Their mom, Karen Litke, said the nerves weren’t necessarily related to COVID but because “this is the first time that all my babies are out of the house.”
Fourth-grader Ivy O’Marra, was also excited and nervous. “I’m really excited to see my friends,” she said. “And my backpack weighs like 10 pounds.”
She said it was filled with a water bottle, notebooks, binders and folders. O’Marra was standing next to Joanne Bowen, an instructional assistant, who was being swarmed by kids who were dropped off by their parents on the side of the building. Most were wearing masks at that moment.
“I’m actually really excited for the school year,” Bowen said. “It’s really nice to see the kids back.”
Along the sidewalk, some parents got out the cars to help their kids put on their backpacks or take pictures of them as they walked away.

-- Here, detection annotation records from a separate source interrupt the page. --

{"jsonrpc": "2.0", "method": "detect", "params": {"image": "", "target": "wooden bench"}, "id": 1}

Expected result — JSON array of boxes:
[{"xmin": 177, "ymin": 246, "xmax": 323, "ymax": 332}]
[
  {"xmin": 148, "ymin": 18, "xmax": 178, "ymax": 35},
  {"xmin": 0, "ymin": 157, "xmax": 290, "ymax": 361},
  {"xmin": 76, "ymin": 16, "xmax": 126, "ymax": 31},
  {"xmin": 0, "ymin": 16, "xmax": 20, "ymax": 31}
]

Some shouted, “I love you,” and one parent said, “Keep your mask on, OK?”
Carroll County Public Schools is the only district in the region that started the school year without a mask mandate. However, a General Assembly committee will vote Sept. 14 on whether to approve a state board decision to mandate masks.
Carroll’s school board voted in late August to request exemptions to the mask mandate if it’s approved.
Albie Dunbar fist bumped his second-grader as he got out of the car and walked to the building. Dunbar said he’s happy that his son gets to enter a school year that looks “a little more normal.” He’s personally comfortable with his son being in school as long as the metrics and vaccine rates remain where they are.
Dunbar added wearing masks should be up to the parents.
Terrence and Jasmine Taylor, however, who were dropping off their kindergartner and fifth-grader, said they were nervous that masks were optional.
“We decided to put masks on them,” Jasmine said about their children.
Sikorski mentioned that all Winchester classrooms have air purifiers. According to the CCPS Recover Plan, the purifiers are in all student instructional spaces and some designated office areas. Health suites were provided with industrial air filtration units. Plexiglass and other personal protective equipment are available to staff and students and high-touch areas and surfaces will continue to be disinfected regularly.
As for the systemwide response to the first day, Mike Hardesty, the system’s director of transportation, said all bus routes were covered Wednesday morning and vehicles arrived on time despite delays and shortages in other jurisdictions.
Although masks are optional inside buildings, they are mandatory on buses. And Hardesty said he did not receive any reports that students were not compliant.
The only hiccups, he said, were a couple of overcrowded buses and the longer than usual parent drop-off lines that delayed buses from entering the parking lot. He said he thinks COVID could be the reason there was more parent traffic. Overall, he called Wednesday morning, “a smooth opening for us.”
Jon O’Neal, CCPS chief operating officer, agreed. He said nothing major popped up related to building concerns. Transportation was smooth and all positions, though some are temporary, were staffed, he added.